Vamos dar um exemplo concreto: para um aluno de doutorado defender tese ele tem, na quase totalidade das universidades brasileiras, de publicar um artigo científico, enquanto o registro de uma patente não tem qualquer valor nesse sentido. É absolutamente impossível no tempo reservado ao doutorado se produzir trabalho de qualidade, registrar uma patente, que exige sigilo por um longo tempo, e ainda publicar artigo científico. Dessa forma, os pesquisadores evitam o quanto podem se envolver com patentes e inovação. Quem perde é o Brasil, que continua gerando majoritariamente papel e exportando produtos primários. Eu me doutorei na Europa, mas não poderia fazê-lo no Brasil. A minha tese foi defendida logo após o registro da patente que ela gerou (tecnologia para inibir a oxidação de carbono em altas temperaturas) e os artigos científicos começaram a ser publicados somente um ano após a obtenção do título.
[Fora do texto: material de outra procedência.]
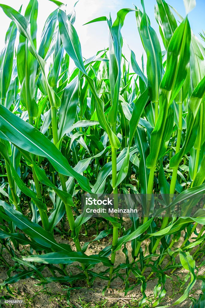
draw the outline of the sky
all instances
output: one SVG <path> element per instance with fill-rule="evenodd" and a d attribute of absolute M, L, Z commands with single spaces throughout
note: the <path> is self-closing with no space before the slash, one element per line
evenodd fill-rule
<path fill-rule="evenodd" d="M 68 13 L 72 10 L 73 5 L 77 0 L 61 1 L 66 5 L 66 11 Z M 200 38 L 199 33 L 202 31 L 202 29 L 205 30 L 204 17 L 205 0 L 196 1 L 196 6 L 189 14 L 188 18 L 194 33 Z M 29 0 L 0 0 L 0 2 L 10 6 L 17 10 L 22 4 L 22 14 L 23 14 L 24 13 L 29 1 Z M 167 2 L 174 7 L 183 17 L 185 16 L 183 0 L 168 0 Z M 144 3 L 146 12 L 150 18 L 151 25 L 159 38 L 159 26 L 155 20 L 154 13 L 156 0 L 144 0 Z M 83 25 L 93 19 L 101 16 L 108 17 L 110 12 L 114 22 L 118 10 L 123 8 L 133 8 L 133 3 L 142 10 L 140 0 L 79 0 L 75 6 L 76 16 L 74 26 L 79 37 L 82 55 L 84 58 L 85 59 L 89 58 L 96 54 L 98 51 L 107 48 L 108 44 L 108 36 L 107 23 L 105 22 Z M 39 0 L 38 1 L 37 50 L 46 19 L 50 13 L 56 7 L 55 4 L 49 0 Z M 5 35 L 10 20 L 0 8 L 0 20 L 1 26 L 0 50 L 1 50 L 4 46 Z M 143 53 L 144 54 L 145 53 L 137 29 L 134 12 L 129 13 L 126 16 L 121 33 L 124 43 L 123 53 L 129 61 L 130 52 L 127 46 L 128 44 L 135 54 L 136 59 L 140 65 L 142 55 Z M 163 50 L 164 47 L 162 46 L 161 40 L 160 40 L 160 41 L 162 46 L 162 49 Z"/>

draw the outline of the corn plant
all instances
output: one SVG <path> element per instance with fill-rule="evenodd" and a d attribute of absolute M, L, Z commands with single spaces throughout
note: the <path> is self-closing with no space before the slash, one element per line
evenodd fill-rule
<path fill-rule="evenodd" d="M 126 294 L 135 286 L 132 277 L 141 285 L 143 307 L 146 282 L 155 276 L 154 307 L 164 300 L 167 277 L 183 268 L 190 280 L 173 303 L 180 304 L 197 279 L 204 289 L 205 272 L 198 274 L 205 244 L 204 37 L 193 34 L 187 16 L 177 12 L 176 20 L 175 10 L 157 0 L 162 47 L 141 0 L 142 10 L 122 9 L 113 22 L 106 17 L 88 21 L 107 23 L 109 46 L 85 59 L 74 8 L 68 14 L 61 2 L 50 1 L 57 8 L 37 48 L 37 0 L 30 0 L 24 16 L 21 9 L 0 5 L 11 20 L 0 55 L 0 264 L 18 272 L 9 271 L 1 287 L 31 277 L 42 285 L 85 280 L 90 287 L 97 278 L 107 282 L 104 292 L 120 277 Z M 195 2 L 184 2 L 188 10 Z M 129 63 L 122 53 L 121 31 L 131 14 L 146 72 L 143 58 L 140 68 L 133 51 Z M 143 217 L 91 219 L 81 211 L 83 194 L 112 193 L 115 209 L 119 194 L 143 196 Z M 168 215 L 152 216 L 156 194 Z M 188 214 L 199 203 L 195 215 Z M 171 215 L 179 204 L 180 215 Z M 88 238 L 83 246 L 83 232 Z M 59 233 L 67 243 L 56 240 Z M 88 255 L 90 243 L 103 238 L 107 245 Z M 147 251 L 142 247 L 148 242 Z M 116 266 L 120 249 L 125 262 Z M 14 265 L 4 258 L 6 251 Z M 73 262 L 80 270 L 74 275 L 71 267 L 68 273 Z M 95 271 L 100 262 L 104 271 Z M 44 274 L 45 267 L 50 277 Z M 204 294 L 194 304 L 200 308 L 204 300 Z"/>

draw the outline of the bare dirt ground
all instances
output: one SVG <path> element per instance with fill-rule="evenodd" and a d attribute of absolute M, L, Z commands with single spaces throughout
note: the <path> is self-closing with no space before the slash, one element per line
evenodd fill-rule
<path fill-rule="evenodd" d="M 175 243 L 172 249 L 180 246 L 183 240 L 183 234 L 177 243 Z M 59 242 L 68 243 L 68 240 L 62 238 L 59 235 L 55 237 L 56 239 Z M 81 243 L 83 245 L 85 242 L 88 241 L 89 238 L 83 236 L 81 237 Z M 101 240 L 100 243 L 97 242 L 91 243 L 89 246 L 86 253 L 88 255 L 97 253 L 104 247 L 110 243 L 108 242 L 108 238 L 107 237 Z M 69 243 L 70 244 L 70 243 Z M 143 244 L 143 249 L 144 250 L 146 245 L 148 244 L 144 242 Z M 71 245 L 73 250 L 75 248 L 73 245 Z M 129 252 L 130 259 L 131 257 L 131 249 L 130 243 L 127 243 L 127 247 Z M 22 247 L 22 249 L 23 247 Z M 8 263 L 11 265 L 14 264 L 10 255 L 4 249 L 3 255 Z M 164 260 L 164 263 L 168 261 L 168 259 Z M 177 259 L 177 261 L 178 261 Z M 200 260 L 200 263 L 202 260 Z M 116 254 L 116 266 L 124 263 L 125 257 L 124 254 L 121 251 L 118 251 Z M 73 265 L 77 265 L 73 263 L 72 265 L 68 266 L 67 270 L 70 275 L 74 275 L 80 272 L 80 270 Z M 197 266 L 197 263 L 196 263 Z M 105 268 L 102 263 L 97 264 L 95 268 L 95 271 L 99 272 L 104 270 Z M 7 271 L 8 269 L 5 267 L 0 267 L 0 283 L 1 283 L 8 277 Z M 202 275 L 205 269 L 202 267 L 199 269 L 198 274 Z M 144 273 L 145 277 L 147 277 L 150 273 L 150 268 L 147 269 Z M 165 274 L 169 276 L 170 271 L 165 272 Z M 14 272 L 12 274 L 17 274 Z M 47 267 L 43 270 L 42 274 L 45 277 L 51 276 L 51 273 Z M 172 306 L 172 304 L 183 294 L 187 286 L 189 279 L 185 282 L 185 277 L 187 271 L 184 270 L 178 270 L 174 272 L 171 276 L 167 277 L 165 285 L 167 291 L 166 295 L 163 301 L 159 306 Z M 92 288 L 88 288 L 84 281 L 78 281 L 71 287 L 69 283 L 61 284 L 58 282 L 52 282 L 45 286 L 39 286 L 37 284 L 39 281 L 32 278 L 25 280 L 21 280 L 13 285 L 10 285 L 10 290 L 13 294 L 12 296 L 9 294 L 6 289 L 4 288 L 0 291 L 0 298 L 3 296 L 8 298 L 13 298 L 19 300 L 23 300 L 24 303 L 21 306 L 25 307 L 36 308 L 58 308 L 58 307 L 67 307 L 69 308 L 91 308 L 93 307 L 114 307 L 115 308 L 126 308 L 135 307 L 138 306 L 139 300 L 141 298 L 142 294 L 140 291 L 140 284 L 136 283 L 135 278 L 133 276 L 131 275 L 129 279 L 130 285 L 136 283 L 133 289 L 129 291 L 126 296 L 124 295 L 124 286 L 122 281 L 119 278 L 115 279 L 111 283 L 111 287 L 107 290 L 104 296 L 102 291 L 107 283 L 105 280 L 102 281 L 97 278 L 94 282 Z M 157 284 L 157 278 L 153 276 L 153 278 L 147 282 L 147 285 L 145 292 L 147 297 L 147 302 L 144 307 L 145 308 L 151 307 L 155 301 L 153 294 L 154 288 Z M 190 296 L 197 298 L 199 294 L 202 293 L 200 290 L 201 285 L 201 281 L 197 280 L 192 290 L 192 293 Z M 1 298 L 2 298 L 2 297 Z M 173 306 L 176 308 L 189 308 L 191 304 L 191 300 L 188 298 L 180 305 Z M 2 307 L 16 307 L 3 306 Z"/>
Passados mais de 20 anos, o que foi feito na Europa ainda não se faz no Brasil.

Estamos investindo bem?

Isso tudo é para dizer que, antes de dimensionar o quanto seria necessário investir no desenvolvimento de materiais de carbono e mais ainda na área de tecnologia, precisamos pensar seriamente na forma como estamos investindo, e se ela vai nos levar a atingir os objetivos de um país que quer ser uma potência mundial. Em 1998, eu publiquei um artigo em revista nacional intitulado A tecnologia, a educação e a balança comercial – reduzir, cortar e chorar porque nessa época nossa balança comercial era altamente deficitária e eu comentava que, se não agregássemos valor às nossas exportações iríamos acabar cortando na carne e chorando. Veio a bolha de desenvolvimento quatro anos depois e o resultado sobre a balança comercial todo mundo conhece. A bolha estourou nessa crise mundial e a nossa balança comercial voltou à realidade. Eu prefiro encerrar essa entrevista com a mesma frase que usei, na época, para encerrar o artigo que mencionei: "A quem é incapaz de gerar a globalização só permitirá reduzir, cortar e chorar!".